I use Logstash 5.4.0 and Kafka 0.10.2.1 with a matching Zookeeper. The Kafka setup is rather simple with a single instance and single broker.

My basic idea is to parse events from pseudo-log files on file system and send them to Kafka in a reliable manner.

I thought about network issues, Kafka being down, etc. So I added retries etc. to my Kafka output plugin config. The basic test scenario involving stdin/stdout was:

  • fire up both Kafka and Logstash
  • Logstash emits events based on stdin input
  • read events from a Kafka topic with a simple stdout consumer
  • stop Kafka
  • keep emitting events in Logstash - they should be retrying, right?
  • start Kafka again
  • read events from start of the Kafka topic - retried should be present, right?

After I start the Kafka no new events are shown.

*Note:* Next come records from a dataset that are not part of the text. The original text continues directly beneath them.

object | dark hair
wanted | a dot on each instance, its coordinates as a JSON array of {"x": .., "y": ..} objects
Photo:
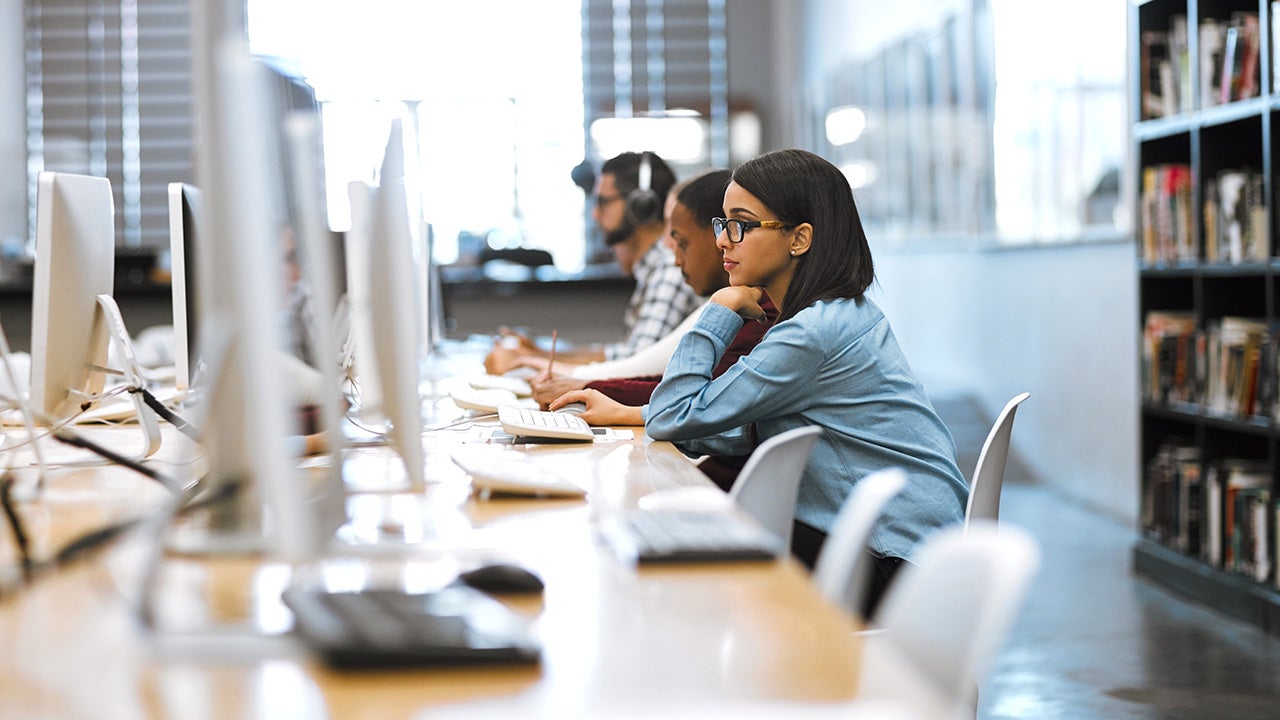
[
  {"x": 801, "y": 187},
  {"x": 704, "y": 195},
  {"x": 625, "y": 169}
]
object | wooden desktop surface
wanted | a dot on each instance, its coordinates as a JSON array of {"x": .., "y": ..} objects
[{"x": 616, "y": 639}]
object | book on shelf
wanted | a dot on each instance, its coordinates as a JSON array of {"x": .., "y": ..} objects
[
  {"x": 1153, "y": 57},
  {"x": 1229, "y": 58},
  {"x": 1237, "y": 217},
  {"x": 1243, "y": 483},
  {"x": 1170, "y": 358},
  {"x": 1174, "y": 506},
  {"x": 1240, "y": 368},
  {"x": 1168, "y": 233},
  {"x": 1210, "y": 62},
  {"x": 1249, "y": 550}
]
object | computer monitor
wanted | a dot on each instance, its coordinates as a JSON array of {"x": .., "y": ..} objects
[
  {"x": 384, "y": 310},
  {"x": 74, "y": 263},
  {"x": 246, "y": 411},
  {"x": 183, "y": 237}
]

Thus it seems to me like the retry policy doesn't take effect.

Pipeline setup:

 input { stdin { } }
 output {
    kafka {
       codec => plain {
          format => "%{message}"
       }
       topic_id => "test"
       client_id => "test_console_client"
       bootstrap_servers => "kafka:9092"
       acks => "all"
       retries => 999 
       retry_backoff_ms => 10000
       block_on_buffer_full => true
   } 
}

I've tried to examine the pipeline's internals through _node/stats/pipeline. I got equal no. of "in" and "out" events for the Kafka plugin even when the Kafka was down.

Is my setup wrong? Is the testing idea flawed?

Thanks in advance!


#2

The cause is a setting called max.block.ms. The default is set to 60 000ms. After this timeout the message is dropped.


(system) #3

This topic was automatically closed 28 days after the last reply. New replies are no longer allowed.